Band:
Dennis Schäfer - bass
Andy Bauer- guitar
Valentin Saitarly - vocals
Kai Ruthardt - drums
Discography:
Debut
Guests:
Michael Schomber on Aged to Perfection
Info:
Recorded, mixed and mastered at Minorfatdiner Studio
Produced by Michael Schomber & Valentin Saitarly
Artwork by Valentin Saitarly and Tatjana Meister
Released 2017-03-10
Reviewed 2017-03-08
Links:
soundcloud
fastball music
Their music range through a wide variety of styles and influences from thrashy stuff, dark things, poppier things and more melancholic rock things and anything in between can be heard through this album. The vocals are also varied and range through more or less the same stages with some growlier things and some much cleaner singing, and I would say that the vocalist does okay. Decent production is another thing; I think the soundscape is good. However, it strikes me that this is a very long album that feels very long to listen to – kind of like it never ends and with a long silence between the end of the last song and a short, pointless hidden track that sensations grows even stronger.

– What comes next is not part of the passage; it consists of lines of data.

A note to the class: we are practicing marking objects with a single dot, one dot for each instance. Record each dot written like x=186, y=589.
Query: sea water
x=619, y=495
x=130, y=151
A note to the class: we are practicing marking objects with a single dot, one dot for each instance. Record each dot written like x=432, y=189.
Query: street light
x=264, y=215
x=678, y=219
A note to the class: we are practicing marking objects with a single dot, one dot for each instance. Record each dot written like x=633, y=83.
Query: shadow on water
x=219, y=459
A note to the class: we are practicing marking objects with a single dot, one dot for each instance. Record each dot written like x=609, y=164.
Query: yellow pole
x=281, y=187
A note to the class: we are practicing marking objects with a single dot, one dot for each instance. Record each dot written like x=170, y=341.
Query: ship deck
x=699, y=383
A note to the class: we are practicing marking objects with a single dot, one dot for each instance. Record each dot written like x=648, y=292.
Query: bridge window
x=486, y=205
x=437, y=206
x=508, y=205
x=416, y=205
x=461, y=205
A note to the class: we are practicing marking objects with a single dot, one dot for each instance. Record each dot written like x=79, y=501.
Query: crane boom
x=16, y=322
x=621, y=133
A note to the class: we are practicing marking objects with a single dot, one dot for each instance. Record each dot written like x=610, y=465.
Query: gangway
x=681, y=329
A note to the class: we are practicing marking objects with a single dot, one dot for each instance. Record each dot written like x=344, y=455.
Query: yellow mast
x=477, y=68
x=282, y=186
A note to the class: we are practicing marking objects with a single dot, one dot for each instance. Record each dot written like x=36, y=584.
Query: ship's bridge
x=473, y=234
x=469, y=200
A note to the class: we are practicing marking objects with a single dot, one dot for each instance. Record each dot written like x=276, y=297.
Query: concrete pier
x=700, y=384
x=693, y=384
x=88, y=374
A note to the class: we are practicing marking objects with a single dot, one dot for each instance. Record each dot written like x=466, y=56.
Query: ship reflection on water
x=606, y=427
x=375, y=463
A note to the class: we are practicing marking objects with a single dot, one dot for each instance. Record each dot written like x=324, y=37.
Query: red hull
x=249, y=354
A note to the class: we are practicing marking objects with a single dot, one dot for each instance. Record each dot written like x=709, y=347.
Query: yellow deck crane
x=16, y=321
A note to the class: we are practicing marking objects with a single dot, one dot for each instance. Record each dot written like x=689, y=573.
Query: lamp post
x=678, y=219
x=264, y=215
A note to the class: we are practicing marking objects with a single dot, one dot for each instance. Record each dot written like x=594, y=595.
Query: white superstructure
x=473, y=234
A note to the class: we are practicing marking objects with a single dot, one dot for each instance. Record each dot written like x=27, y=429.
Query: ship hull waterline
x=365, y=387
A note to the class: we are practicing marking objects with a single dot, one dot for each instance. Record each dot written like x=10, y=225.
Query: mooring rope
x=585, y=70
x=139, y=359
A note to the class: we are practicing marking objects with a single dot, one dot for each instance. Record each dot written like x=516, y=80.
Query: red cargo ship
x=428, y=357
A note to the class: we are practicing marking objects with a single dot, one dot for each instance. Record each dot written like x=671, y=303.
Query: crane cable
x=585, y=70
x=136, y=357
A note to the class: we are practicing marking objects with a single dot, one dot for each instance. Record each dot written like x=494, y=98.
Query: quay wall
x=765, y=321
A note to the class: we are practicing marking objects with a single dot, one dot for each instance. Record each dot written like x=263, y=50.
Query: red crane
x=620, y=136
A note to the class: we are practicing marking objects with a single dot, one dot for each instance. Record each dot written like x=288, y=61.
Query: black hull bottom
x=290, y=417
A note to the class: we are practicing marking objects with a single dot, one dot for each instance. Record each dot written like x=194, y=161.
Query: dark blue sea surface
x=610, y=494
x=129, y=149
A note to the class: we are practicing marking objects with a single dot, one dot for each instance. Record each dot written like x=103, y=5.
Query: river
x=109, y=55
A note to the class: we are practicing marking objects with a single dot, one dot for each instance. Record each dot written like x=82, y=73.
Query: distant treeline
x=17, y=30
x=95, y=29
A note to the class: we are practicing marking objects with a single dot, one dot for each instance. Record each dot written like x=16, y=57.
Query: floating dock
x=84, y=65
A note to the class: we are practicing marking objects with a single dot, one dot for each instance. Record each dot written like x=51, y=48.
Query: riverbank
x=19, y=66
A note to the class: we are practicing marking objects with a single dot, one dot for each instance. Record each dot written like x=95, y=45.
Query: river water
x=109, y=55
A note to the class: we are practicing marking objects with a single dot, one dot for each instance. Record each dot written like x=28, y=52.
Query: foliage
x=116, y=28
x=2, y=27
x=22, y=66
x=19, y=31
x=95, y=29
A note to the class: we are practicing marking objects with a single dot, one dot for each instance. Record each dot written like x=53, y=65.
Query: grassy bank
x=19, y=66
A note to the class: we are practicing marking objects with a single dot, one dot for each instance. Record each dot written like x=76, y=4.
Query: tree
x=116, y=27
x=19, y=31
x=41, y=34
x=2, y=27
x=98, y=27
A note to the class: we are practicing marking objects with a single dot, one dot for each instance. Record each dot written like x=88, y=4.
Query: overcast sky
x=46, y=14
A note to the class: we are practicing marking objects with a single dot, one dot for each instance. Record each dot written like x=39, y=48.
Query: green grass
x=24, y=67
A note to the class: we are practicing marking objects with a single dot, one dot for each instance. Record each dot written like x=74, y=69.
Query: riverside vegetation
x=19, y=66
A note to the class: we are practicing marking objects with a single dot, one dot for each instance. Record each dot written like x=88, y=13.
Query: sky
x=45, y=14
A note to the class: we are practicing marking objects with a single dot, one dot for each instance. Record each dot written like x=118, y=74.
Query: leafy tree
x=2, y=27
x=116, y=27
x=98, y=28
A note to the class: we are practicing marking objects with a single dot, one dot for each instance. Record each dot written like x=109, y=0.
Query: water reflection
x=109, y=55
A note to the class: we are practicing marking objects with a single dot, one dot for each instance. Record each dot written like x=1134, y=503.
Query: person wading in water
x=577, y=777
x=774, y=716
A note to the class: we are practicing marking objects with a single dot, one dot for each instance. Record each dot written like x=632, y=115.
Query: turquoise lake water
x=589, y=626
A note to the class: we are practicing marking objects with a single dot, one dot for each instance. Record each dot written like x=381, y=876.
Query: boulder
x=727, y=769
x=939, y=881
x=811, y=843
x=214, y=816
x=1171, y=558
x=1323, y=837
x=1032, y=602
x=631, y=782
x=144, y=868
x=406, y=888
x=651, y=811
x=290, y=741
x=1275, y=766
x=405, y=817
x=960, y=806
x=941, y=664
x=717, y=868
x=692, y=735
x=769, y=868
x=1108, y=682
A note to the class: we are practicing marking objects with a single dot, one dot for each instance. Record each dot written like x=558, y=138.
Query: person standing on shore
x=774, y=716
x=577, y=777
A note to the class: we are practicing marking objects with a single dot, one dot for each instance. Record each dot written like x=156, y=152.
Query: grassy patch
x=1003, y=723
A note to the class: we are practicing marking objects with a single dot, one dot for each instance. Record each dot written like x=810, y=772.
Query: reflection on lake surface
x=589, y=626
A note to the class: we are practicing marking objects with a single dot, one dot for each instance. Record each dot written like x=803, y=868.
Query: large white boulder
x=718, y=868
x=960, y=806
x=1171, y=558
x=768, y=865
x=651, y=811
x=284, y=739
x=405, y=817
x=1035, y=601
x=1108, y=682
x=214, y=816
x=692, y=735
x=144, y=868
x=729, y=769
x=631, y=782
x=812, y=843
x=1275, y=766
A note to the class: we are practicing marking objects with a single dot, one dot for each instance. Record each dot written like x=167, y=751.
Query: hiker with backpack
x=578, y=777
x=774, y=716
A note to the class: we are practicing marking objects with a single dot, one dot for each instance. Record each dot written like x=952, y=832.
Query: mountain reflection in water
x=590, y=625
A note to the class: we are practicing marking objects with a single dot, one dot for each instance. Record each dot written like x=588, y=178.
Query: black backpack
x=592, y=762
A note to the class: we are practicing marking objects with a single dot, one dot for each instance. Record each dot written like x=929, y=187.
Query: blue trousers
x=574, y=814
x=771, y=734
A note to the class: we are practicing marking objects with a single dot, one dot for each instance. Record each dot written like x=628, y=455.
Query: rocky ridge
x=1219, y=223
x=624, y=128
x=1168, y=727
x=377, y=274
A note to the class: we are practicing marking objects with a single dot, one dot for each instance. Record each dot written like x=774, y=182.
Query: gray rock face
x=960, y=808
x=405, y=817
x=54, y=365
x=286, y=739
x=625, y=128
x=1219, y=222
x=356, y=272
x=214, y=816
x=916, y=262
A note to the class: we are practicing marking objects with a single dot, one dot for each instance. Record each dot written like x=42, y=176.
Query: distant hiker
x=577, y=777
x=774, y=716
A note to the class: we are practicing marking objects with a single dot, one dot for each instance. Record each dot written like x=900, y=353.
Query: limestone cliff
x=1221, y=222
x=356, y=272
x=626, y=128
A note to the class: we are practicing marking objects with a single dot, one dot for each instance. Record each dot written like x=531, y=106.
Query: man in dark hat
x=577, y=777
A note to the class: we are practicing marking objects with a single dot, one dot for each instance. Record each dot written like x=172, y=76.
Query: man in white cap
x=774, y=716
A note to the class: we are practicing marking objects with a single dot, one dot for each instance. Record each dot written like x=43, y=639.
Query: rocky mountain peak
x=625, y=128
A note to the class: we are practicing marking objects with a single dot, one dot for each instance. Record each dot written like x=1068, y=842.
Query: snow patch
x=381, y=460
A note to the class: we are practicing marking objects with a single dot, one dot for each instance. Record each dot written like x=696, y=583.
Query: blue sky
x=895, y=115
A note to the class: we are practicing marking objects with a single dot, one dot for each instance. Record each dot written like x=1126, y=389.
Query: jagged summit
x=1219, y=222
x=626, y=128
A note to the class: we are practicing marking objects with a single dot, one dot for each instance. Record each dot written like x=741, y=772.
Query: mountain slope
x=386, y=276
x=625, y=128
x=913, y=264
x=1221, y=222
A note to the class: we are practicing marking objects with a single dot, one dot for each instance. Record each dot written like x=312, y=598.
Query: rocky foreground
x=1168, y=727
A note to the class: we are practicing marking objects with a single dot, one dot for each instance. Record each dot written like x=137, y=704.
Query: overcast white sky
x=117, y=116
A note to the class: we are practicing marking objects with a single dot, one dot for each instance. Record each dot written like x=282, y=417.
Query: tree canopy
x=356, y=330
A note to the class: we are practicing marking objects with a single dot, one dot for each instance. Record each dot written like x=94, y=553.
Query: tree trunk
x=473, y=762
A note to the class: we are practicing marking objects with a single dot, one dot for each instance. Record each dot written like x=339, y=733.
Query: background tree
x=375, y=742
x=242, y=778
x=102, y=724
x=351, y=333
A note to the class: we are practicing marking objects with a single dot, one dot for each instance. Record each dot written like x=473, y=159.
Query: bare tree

So, they could have skipped some tracks and at least kept it under an hour, that would have improved this album from being a good album that doesn’t quite sound as interesting as the ideas of the band. There are some rather useless songs like Desaster and Nerves Like String and some great tracks mostly like the last song (before it falls silent) Did Him a Favor, so it is a incoherent album in many regards. That is always a bit of a weakness for an album even if the stronger points outweigh the weaker to give us a decent album in the end. But it is hard not to think that it could have been better, especially since they put out an album with that ever sought after fresh thinking – they just don’t put it to very good use.
They have a good foundation to build on and this debut has some great highlight but in the end I am more looking forward than looking back at this one. Hopefully they learn some darling-murdering and to think in terms of fitting pieces of a puzzle better together than just cramming many pieces into a frame like they have done here. Pleasureagony is both successful and unsuccessful, the band has ideas but the album is somewhere around average.